Characteristic analysis is required first, the purpose is to convert these characteristics into the form suitable for logistic regression and also reduce the number of variables and then proceed


  1. Some variables such as grade, sub_grade, interest rate, etc. are calculated by the lending club based on annual income, verified income, debt to income, early_credit_line, inquiries_last_12m, total_credit_lines, etc. before lending club loans, so these two groups There is likely to be a correlation between variables. If these variables are used in logistics regression, multicollinearity will appear. For the subsequent predictive accuracy will not be affected, because the coefficients are still unbiased, but they are not the most efficient in terms of having smallest standard errors (variance)
  2. Some variables such as balance (current balance on the loan paid), paid total, paid principle, etc., and the aforementioned annual income, verified income, debt to income, earliest_credit_line, inquiries_last_12m, total_credit_lines, etc., should be irrelevant to them. Related to variables related to loan status. Therefore, if your regression includes variables such as balance (current balance on the loan paid), paid total, and paid principle, you will get very high predictive accuracy, but this model may not be very practical in reality, because You will not know what the value of balance and paid total will be after the time when the loan is reviewed. All in all, careful consideration is needed when determining which variables need to be included in the model.
  3. Regarding the selection of variables, you can use the Information Value (WOE) method, which can be used to rank order your characteristics and select the most predictive ones.

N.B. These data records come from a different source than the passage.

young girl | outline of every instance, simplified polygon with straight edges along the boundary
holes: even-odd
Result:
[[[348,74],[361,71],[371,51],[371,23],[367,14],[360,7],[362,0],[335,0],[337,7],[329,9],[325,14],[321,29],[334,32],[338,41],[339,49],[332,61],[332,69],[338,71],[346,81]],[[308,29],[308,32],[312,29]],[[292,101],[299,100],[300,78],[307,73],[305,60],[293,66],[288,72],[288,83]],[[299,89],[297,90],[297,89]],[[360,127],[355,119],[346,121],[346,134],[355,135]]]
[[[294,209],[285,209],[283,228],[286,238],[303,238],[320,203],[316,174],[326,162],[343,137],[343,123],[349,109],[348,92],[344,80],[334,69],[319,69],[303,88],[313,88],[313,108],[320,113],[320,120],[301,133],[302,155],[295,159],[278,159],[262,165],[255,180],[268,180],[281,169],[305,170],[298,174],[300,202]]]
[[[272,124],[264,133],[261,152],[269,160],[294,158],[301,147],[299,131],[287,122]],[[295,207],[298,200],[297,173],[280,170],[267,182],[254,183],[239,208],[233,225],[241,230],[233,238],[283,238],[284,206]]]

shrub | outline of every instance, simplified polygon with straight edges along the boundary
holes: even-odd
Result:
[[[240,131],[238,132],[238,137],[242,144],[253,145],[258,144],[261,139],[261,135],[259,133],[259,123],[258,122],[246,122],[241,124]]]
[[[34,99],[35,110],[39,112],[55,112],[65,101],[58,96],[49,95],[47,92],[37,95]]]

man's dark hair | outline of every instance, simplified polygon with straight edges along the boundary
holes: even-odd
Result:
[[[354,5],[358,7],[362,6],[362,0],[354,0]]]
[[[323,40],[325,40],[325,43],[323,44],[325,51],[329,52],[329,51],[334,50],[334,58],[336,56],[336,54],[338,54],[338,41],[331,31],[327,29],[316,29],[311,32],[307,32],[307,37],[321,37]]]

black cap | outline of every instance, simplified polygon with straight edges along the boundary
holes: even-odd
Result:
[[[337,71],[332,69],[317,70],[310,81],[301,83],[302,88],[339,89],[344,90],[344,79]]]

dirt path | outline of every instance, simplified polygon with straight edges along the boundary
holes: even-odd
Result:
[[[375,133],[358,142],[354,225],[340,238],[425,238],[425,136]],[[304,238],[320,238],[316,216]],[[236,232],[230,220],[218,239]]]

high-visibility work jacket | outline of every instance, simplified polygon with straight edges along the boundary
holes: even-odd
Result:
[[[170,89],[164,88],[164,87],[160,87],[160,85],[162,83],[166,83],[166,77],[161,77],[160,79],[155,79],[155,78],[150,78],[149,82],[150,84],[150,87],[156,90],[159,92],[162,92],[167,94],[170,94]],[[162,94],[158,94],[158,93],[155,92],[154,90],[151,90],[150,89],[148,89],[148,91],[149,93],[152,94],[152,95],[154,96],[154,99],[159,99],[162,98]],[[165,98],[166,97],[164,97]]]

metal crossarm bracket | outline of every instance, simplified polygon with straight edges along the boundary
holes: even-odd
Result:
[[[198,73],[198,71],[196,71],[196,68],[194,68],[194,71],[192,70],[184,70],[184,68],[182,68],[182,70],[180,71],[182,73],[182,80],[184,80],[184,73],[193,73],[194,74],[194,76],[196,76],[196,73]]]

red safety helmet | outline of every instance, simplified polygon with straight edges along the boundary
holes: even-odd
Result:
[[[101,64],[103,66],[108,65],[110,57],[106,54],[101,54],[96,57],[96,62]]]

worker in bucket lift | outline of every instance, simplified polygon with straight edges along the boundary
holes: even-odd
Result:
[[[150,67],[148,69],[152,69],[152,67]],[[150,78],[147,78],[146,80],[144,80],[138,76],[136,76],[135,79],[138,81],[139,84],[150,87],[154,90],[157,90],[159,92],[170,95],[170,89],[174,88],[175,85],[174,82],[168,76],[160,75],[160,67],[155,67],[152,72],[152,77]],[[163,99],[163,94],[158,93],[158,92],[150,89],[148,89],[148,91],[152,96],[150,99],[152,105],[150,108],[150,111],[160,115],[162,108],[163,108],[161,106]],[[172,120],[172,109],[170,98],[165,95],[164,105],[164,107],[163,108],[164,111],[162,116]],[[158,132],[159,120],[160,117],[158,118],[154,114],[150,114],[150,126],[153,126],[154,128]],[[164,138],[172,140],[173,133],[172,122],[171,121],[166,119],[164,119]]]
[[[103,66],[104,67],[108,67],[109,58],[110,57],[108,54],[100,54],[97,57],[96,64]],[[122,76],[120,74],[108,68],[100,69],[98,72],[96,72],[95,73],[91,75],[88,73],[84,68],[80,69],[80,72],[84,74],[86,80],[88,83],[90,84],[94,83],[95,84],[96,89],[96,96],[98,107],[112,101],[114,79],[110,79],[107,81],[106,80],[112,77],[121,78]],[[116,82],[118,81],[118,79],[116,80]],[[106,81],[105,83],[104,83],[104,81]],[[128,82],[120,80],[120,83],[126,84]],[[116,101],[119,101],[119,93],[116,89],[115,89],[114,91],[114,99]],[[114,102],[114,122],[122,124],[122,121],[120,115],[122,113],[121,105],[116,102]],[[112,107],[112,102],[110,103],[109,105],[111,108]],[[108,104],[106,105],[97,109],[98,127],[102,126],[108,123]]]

You can also use stepwise selection (forward or backward) on the basis of logistic regression and then according to AUC Sort each variable
  4. Need to use VIF when measuring multicollinearity
  5. According to the teacher’s suggestion, all variables can be used at the beginning, or only some variables that are obviously not applicable need to be eliminated, and then the variables can be filtered according to the above methods. In the final model, the number of variables should usually be around 10-20 (not mandatory)
  6. It is best not to directly remove variables with a particularly large missing value, you need to think of other methods



Second question

No matter what the final research question is, don’t deviate from the set of data I emailed to you

You can add a background introduction to the front, why did you choose this research question?

If you choose to do a comparison of different classification models, then you can’t just calculate the predictive accuracy of several models and compare them, you must also explain the advantages or disadvantages of this method, the potential problems of using this method, etc.